The Dartford Crossing
The Dartford Crossing, a bit of history.
The Dartford crossing consists of two bored tunnels and a cable stayed bridge named the Queen Elizabeth 11 Bridge. The crossing was constructed in stages, in 1963 the west tunnel first opened, in 1980 the east tunnel was opened and in 1991 we saw the opening of the bridge. The tunnels are used for north bound traffic and the bridge for southbound traffic and is the only fixed road crossing of the Thames east of London and is the busiest estuarial crossing in the UK. It is estimated that 152,865 drivers use the Dartford Crossing daily, this is evident in ‘rush hour’ when find yourself sitting in traffic, although this has slightly subsided since the the ‘Dart Charge’ was brought in November 2014.
Paying to cross
The initial payments for the Crossing was in a way of a toll to re coupe the cost of the construction of the crossing. In February 1999 the government announced that the Dartford Crossing would be free of toll charges by the end of 2003, however in 2001 they pulled out of the agreement. In April 2003 the toll became a charge and in 2008 the introduction of free crossing time was introduced between the hours of 10pm and 6am. It was also in 2008 that a local scheme was introduced giving 50 free crossings to cars for an annual fee of £10, with any addition crossings charged at 20p. The local scheme was again updated in 2014 extending to privately owned 2 axel vehicles and unlimited car crossing for £20 per year. It is thought that around 44,000 drivers take advantage of the local scheme each year. In November 2014 the Dart Charge was introduced an automated number plate recognition system, this replaced the sometimes timely toll booths.

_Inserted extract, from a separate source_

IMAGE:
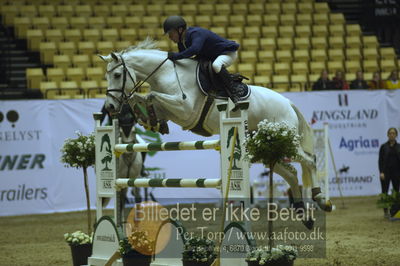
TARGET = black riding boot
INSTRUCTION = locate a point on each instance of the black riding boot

Making even more money through fines The Dart Charge system allows you to pay online and this payment must be made “You must pay the Dartford Crossing charge by midnight the day after you cross.” The crossing gets almost half of its income from fines, last year a total of £92million, however £42million of those fines were written off by Highways England.
Going back in time to the original tunnel idea
The idea for a tunnel crossing was first proposed back in 1924 between Tilbury and Gravesend, which would replace the ferry service, this was rejected and the more favored crossing near to Dartford was agreed. However this crossing location has arose again and in April 2017 the Secretary of State for Transport announced the preferred route for the Lower Thames Crossing will be between Gravesend and Tilbury. The extra crossing has come about to help ease congestion at the Dartford Crossing, this again will be a bored tunnel crossing under the River Thames.
Leasing and Dartford Crossing Fines If you are leasing a vehicle you must remember to pay the Dart charge, although you are not the owner of the vehicle you are still responsible for any fines incurred whilst driving. Any fines received will be forwarded on to the person responsible on the leasing contract.